I don’t like to mention it, but it seems like each post I must mention once or some ideas that work on more updated versions come up.


The script way works in the console for the testing.

To make it work for my application though:

I need to

  1. make table on a perspective page
  2. bind the data:
data =[]
dataIN=system.dataset.toPyDataSet(system.db.runNamedQuery(namedQuery, parameters))

or since it is in a bindings

  1. query binding to my named query filtered for machine and time range

  2. then use the script transform

  3. in the script transform I use

data =[]
dataIN=system.dataset.toPyDataSet(value)
  1. include the header filtering
  2. perform the reversed, sorted, zip which gets data into rows with columns sorted by the max
return pareto

Pareto in the script is a pydataset?
pareto variable became a pydataset because filteredheaders became a pydataset in the list comprehension getting the column names rom dataIn

a pydataset can be returned as the data for a table in perspective if I understand correctly

I plan to try this in the morning.
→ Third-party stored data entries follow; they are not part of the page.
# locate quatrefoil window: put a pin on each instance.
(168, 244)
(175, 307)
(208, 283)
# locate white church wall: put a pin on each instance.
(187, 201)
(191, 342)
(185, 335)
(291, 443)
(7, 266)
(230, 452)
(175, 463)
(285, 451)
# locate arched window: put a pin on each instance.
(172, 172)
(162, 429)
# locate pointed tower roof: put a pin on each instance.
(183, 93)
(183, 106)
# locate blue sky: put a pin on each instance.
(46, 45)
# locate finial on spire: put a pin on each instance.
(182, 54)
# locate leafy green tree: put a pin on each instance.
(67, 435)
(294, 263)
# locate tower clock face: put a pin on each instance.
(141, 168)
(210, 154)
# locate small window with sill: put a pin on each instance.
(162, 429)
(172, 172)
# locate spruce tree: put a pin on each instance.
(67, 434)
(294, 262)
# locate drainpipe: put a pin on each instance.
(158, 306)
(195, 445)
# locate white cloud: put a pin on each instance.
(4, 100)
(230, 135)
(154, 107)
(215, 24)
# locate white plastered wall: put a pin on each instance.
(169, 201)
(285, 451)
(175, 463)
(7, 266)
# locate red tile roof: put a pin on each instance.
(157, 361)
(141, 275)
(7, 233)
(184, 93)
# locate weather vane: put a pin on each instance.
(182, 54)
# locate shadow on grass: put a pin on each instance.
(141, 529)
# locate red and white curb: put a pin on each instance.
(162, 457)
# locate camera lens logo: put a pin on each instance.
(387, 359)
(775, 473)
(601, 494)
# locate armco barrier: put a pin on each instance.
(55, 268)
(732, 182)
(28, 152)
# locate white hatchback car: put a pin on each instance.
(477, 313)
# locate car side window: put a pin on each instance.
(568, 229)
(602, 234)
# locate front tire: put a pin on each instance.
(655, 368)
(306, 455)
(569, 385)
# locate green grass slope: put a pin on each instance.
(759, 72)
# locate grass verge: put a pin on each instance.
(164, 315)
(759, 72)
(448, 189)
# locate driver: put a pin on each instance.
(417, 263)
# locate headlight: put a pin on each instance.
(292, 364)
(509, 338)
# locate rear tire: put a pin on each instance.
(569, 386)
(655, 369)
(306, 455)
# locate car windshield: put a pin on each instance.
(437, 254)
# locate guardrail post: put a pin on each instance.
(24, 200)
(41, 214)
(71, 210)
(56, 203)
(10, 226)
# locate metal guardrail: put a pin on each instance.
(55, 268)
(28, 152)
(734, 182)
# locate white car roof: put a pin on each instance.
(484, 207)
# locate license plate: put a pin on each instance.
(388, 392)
I don’t think I can break it, but my brain is jello.
Tried for a long time to find a way that a wide table can be converted to tall table


functionally

for row in dataIn:
	data = [row[colName] for colName in filteredHeaders]
	
	#Sorting a zip sorts all lists by the first one.
	pareto = [[x, y] for y, x in reversed(sorted(zip(data, filteredHeaders)))][:5]

	print row['t_stamp'], pareto

dataIn is a pydataset because set it as one

filteredheaders is a pydataset because it is comprised of dataIn
data is a pydataset because it is comprised of filteredheaders
pareto is a pydataset

so I am not sure I understand
I have 5 pages of the manual open, but am not figuring it out.
I think a few examples are just shy of filling in the gaps for me.
I understand SQL much better, but this seems like something that can’t be done in SQL.
Or if it can be, it requires a query of the information schema to get the column names and manipulate them, which I am pretty sure I can’t do because of permissions.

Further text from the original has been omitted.